Mutations in the presenilin-1 and -2 genes have been linked to the majority of cases of familial early-onset Alzheimer's disease. These genes appear to encode for integral membrane proteins with six to eight transmembrane domains and localized primarily to the endoplasmic reticulum and Golgi bodies. It has been demonstrated that presenilins play a role in normal development in the fly, nematode, and mouse. Alzheimer disease-causing mutations in the presenilin genes alter the proteolysis of amyloid precursor protein in humans, potentially leading to increased amyloid plaque production. To learn which regions of the presenilin protein are likely to be the most important for the function of the molecule, we undertook a study to find the most highly conserved regions of the gene throughout evolution. Exploiting the high degree of conservation of the presenilin genes in vertebrates, the fruit fly, and the nematode, we isolated and cloned the homologous gene from the plant Arabidopsis thaliana. The Arabidopsis presenilin (APS) shows considerable homology to that of animal presenilins, with large regions displaying 50% homology.

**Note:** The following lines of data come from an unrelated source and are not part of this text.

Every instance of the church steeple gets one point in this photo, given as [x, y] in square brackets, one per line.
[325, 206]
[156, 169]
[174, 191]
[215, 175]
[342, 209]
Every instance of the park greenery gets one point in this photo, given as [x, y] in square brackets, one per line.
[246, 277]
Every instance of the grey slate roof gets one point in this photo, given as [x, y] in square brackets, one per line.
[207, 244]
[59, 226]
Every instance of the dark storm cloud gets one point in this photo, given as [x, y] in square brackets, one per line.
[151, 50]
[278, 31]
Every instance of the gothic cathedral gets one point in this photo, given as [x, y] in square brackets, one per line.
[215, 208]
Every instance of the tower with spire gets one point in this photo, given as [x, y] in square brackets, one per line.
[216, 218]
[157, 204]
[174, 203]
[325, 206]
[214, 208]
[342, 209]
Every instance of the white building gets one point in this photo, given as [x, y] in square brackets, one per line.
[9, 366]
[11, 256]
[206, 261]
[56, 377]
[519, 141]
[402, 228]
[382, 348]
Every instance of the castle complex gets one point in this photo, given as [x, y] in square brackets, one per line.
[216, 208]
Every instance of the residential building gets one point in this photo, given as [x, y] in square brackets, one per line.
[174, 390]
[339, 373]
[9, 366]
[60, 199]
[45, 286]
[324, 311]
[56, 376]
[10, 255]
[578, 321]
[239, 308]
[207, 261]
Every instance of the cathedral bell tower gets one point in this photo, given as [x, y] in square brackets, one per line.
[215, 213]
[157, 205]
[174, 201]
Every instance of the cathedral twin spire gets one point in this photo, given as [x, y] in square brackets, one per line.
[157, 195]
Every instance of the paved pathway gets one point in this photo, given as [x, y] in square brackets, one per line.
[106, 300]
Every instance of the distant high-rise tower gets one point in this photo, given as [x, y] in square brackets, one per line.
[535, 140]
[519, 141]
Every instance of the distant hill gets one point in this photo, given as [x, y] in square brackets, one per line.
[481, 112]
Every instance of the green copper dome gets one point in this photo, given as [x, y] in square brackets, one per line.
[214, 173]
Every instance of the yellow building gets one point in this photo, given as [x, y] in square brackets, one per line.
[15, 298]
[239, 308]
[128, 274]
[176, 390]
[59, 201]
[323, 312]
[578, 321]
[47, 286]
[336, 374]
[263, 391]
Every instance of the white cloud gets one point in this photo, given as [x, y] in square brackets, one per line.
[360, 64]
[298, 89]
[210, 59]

In fact, there is one 15 amino acid motif that is 100% identical in all the presenilins characterized thus far. Using the program PHYLIP, evolutionary trees have been constructed that indicate the evolutionary history of the presenilin gene. These experiments will facilitate our comprehension of the function and structure of the presenilin gene and its role in development and Alzheimer's disease pathogenesis.